In this study, ASFC mixtures were manufactured, in which cement was not used, and the mechanical properties of the mixtures were evaluated by conducting compressive, tensile, bending, and shear tests. GGBS and alkali-activators, calcium hydroxide and sodium sulfate, were used as binders for the ASFC mixtures, and PVA fibers were used as reinforcing materials with fiber contents from 1.0 to 2.0 vol.%, and the effect of the fiber contents of the mixtures was evaluated to compare with a reference specimen, which was mixed without fibers.

• In the ASFC mixtures, the fibers were easily dispersed with a water–binder ratio of 0.338 with fiber contents from 1.0 to 2.0 vol.%, and the mixtures showed a high fluidity of up to 770 mm in the slump-flow test. In order to exhibit high fluidity at a fiber content of 2.0 vol.%, it is necessary to increase the water–binder ratio.
• The compressive strength of the ASFC increased from 5.3 to 14.7% due to fiber mixing, but there was no effect on increasing the compressive strength according to the increase in the fiber mixing rate. In addition, it is known that the specimens exhibit superior post-peak toughness than the specimen without fibers due to the bridging effect of the fibers under compression, so that a high toughness can be expected when applied to structural components [28,31].
• As the fiber mixing rate of the ASFC increased, the tensile, flexural, and shear strengths gradually increased compared to that of the reference specimen, showing the effect of increasing the fiber mixing, especially in the tensile test of ASFC with a fiber content of 1.0 vol.%, where the strength performance index was 1.28 and the tensile strain was 2.71%, and the bending and shear performance were 45% and 40% higher than that of the specimen with a fiber content of 0 vol.%, respectively. Through the experimental studies, it was proved that a high ductility could be exhibited even at a fiber mixing ratio of 1.0 vol.%.

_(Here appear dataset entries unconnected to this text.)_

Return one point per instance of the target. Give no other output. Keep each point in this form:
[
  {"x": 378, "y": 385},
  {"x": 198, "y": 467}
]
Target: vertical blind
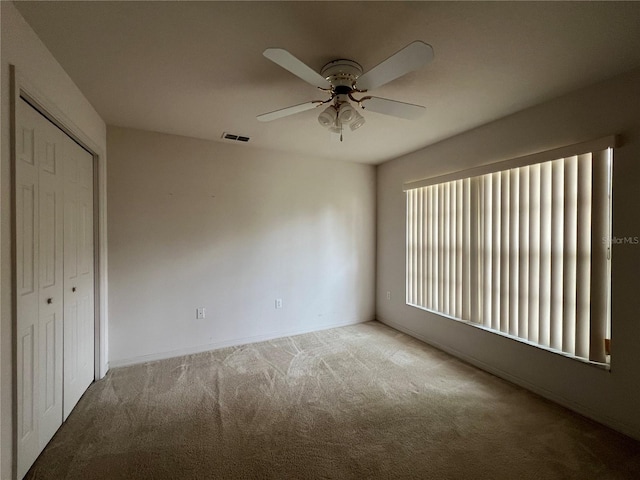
[{"x": 523, "y": 251}]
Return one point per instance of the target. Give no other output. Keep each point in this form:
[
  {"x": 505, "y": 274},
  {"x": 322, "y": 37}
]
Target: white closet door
[
  {"x": 54, "y": 279},
  {"x": 78, "y": 276},
  {"x": 39, "y": 251}
]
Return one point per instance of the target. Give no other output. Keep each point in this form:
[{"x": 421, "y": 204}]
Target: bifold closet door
[
  {"x": 39, "y": 188},
  {"x": 78, "y": 275},
  {"x": 54, "y": 279}
]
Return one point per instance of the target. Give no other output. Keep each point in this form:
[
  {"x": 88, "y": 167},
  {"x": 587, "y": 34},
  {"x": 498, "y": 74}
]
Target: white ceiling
[{"x": 196, "y": 68}]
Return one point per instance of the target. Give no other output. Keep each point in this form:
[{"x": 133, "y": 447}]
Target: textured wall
[
  {"x": 195, "y": 223},
  {"x": 604, "y": 109}
]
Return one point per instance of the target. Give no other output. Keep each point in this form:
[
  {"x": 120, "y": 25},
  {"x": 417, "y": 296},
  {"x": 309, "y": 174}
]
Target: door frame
[{"x": 21, "y": 88}]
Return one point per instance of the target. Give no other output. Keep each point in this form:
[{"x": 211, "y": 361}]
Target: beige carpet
[{"x": 357, "y": 402}]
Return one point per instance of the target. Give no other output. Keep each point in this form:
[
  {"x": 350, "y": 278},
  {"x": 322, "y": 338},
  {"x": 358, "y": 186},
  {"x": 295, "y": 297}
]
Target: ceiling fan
[{"x": 342, "y": 78}]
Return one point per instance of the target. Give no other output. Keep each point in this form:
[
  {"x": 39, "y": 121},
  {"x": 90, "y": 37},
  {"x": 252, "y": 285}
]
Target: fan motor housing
[{"x": 342, "y": 74}]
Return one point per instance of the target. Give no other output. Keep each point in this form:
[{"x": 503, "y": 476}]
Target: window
[{"x": 519, "y": 247}]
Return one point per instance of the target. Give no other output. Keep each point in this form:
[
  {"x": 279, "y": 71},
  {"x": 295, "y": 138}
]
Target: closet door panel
[
  {"x": 78, "y": 271},
  {"x": 26, "y": 201},
  {"x": 50, "y": 151}
]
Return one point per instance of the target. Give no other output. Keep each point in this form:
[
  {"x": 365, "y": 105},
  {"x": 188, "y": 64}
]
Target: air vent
[{"x": 234, "y": 137}]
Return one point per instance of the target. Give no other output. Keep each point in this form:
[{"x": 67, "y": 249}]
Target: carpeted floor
[{"x": 357, "y": 402}]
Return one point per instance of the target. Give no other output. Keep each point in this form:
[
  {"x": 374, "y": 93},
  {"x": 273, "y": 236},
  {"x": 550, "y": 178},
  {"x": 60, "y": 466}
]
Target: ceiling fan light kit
[{"x": 342, "y": 78}]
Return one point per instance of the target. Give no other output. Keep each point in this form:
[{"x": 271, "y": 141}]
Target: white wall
[
  {"x": 228, "y": 227},
  {"x": 46, "y": 78},
  {"x": 608, "y": 108}
]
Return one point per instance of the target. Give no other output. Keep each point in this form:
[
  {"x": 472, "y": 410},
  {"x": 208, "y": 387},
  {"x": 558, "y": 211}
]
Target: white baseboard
[
  {"x": 216, "y": 345},
  {"x": 549, "y": 395}
]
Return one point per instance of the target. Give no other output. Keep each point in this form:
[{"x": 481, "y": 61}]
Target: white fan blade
[
  {"x": 411, "y": 58},
  {"x": 393, "y": 107},
  {"x": 295, "y": 66},
  {"x": 285, "y": 112}
]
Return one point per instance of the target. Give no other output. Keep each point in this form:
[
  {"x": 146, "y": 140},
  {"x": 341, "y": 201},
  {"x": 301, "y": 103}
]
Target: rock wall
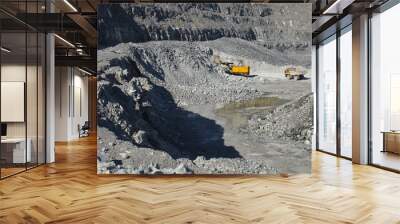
[{"x": 279, "y": 26}]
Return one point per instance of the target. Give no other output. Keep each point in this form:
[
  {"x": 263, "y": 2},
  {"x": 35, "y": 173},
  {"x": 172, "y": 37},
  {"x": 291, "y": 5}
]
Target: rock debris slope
[{"x": 159, "y": 89}]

From current experiments, it was found that the ASFC mixtures, in spite of no use of cement, could enhance the tensile, bending, and shear performances according to PVA fiber contents. As could been seen in high-ductile fiber composites, which were mixed with cement-based binders with a fiber content of 2.0 vol.% [16,17], ASFC could also exhibit a post-cracked strain hardening behavior due to multi-microcracks even at low fiber contents of 1.0 vol.% and 1.25 vol.%. Moreover, ASFC could be expected to give some satisfactory characteristics of fresh and hardened mixtures in terms of mixing with a lower fiber content, high fluidity, easy casting and compaction, and improved workability. In addition, it is expected that the cost of manufacturing structural components can be lowered by reducing the amount of expensive fibers used in ASFC.